Avolon start-up costs contribute to €24.3m loss

START-UP costs totalling $15.3 million (€10.64m) for aviation financier Domhnall Slattery’s Avolon Aerospace Leasing group contributed to the group recording a loss of $35m (€24.3m) in its first year, new figures show.

Avolon start-up costs contribute to €24.3m loss

Since its launch in May 2010, the Dublin-based aircraft leasing firm has raised $3 billion (€2.08bn) in capital and a spokesman for the company said yesterday that “the business is performing ahead of expectations. It is going from strength to strength”.

Accounts filed with the Companies’ Office show Avolon Aerospace Leasing Ltd and subsidiaries recorded revenues of $13.7m to the end of December last.

The company is backed by private equity groups CVC, Cinven and Oak Hill Capital and the spokesman said that the firm has currently 80 aircraft committed to 20 airlines.

The firm poached seven senior staff from RBS Aviation to launch and the accounts disclose that the $15.3 million cost incurred by Avolon is associated with “the formation of the company and the settlement of arrangements in connection therewith”.

At its launch, the company had secured $750m in equity commitments from its shareholders, with a management team boasting an aggregate 200 years’ experience.

According to a note attached to the accounts, the directors state that they “intend to maintain the success and growth of the company going forward, and continue to evaluate new investment opportunities.

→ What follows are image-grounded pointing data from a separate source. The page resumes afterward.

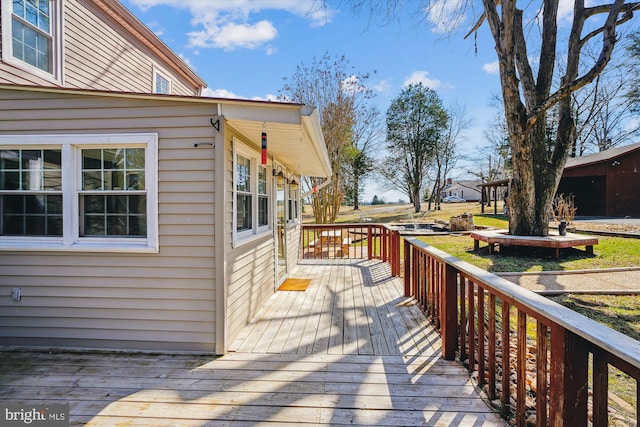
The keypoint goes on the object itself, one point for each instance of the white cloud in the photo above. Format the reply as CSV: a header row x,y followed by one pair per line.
x,y
228,24
383,86
232,36
422,77
445,15
491,68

“The company ended the period with $78m in cash on hand, and undrawn debt commitments of $704m and undrawn equity capital commitments of $338m.”

The number of staff employed at the end of December last was 21 and $7.47m was paid under “compensation and benefit expenses” under the heading of “general and administrative expenses”.

Along with general and administrative expenses totalling $28.7m and finance expenses totalling $21.8m, the company recorded a pre-tax loss of $39.5m.

The company received a tax credit of $4.3m resulting an after-tax loss of $35.1m. The loss takes into account a depreciation charge of $4.9m.

The general and administrative expenses included legal and professional fees topping $15.8m, while it incurred $1.13m in travel expenses, $1.2m in office expenses and $3m in other expenses.

The spokesman said the firm employs 31, with the majority employed in Dublin and others employed at offices in New York, Shanghai and Hong Kong.

The firm’s total equity at the end of last year was $144.9m.

The accounts show that the company’s business is part financed by 12 banks located in Ireland, the US, Britain, France and Germany.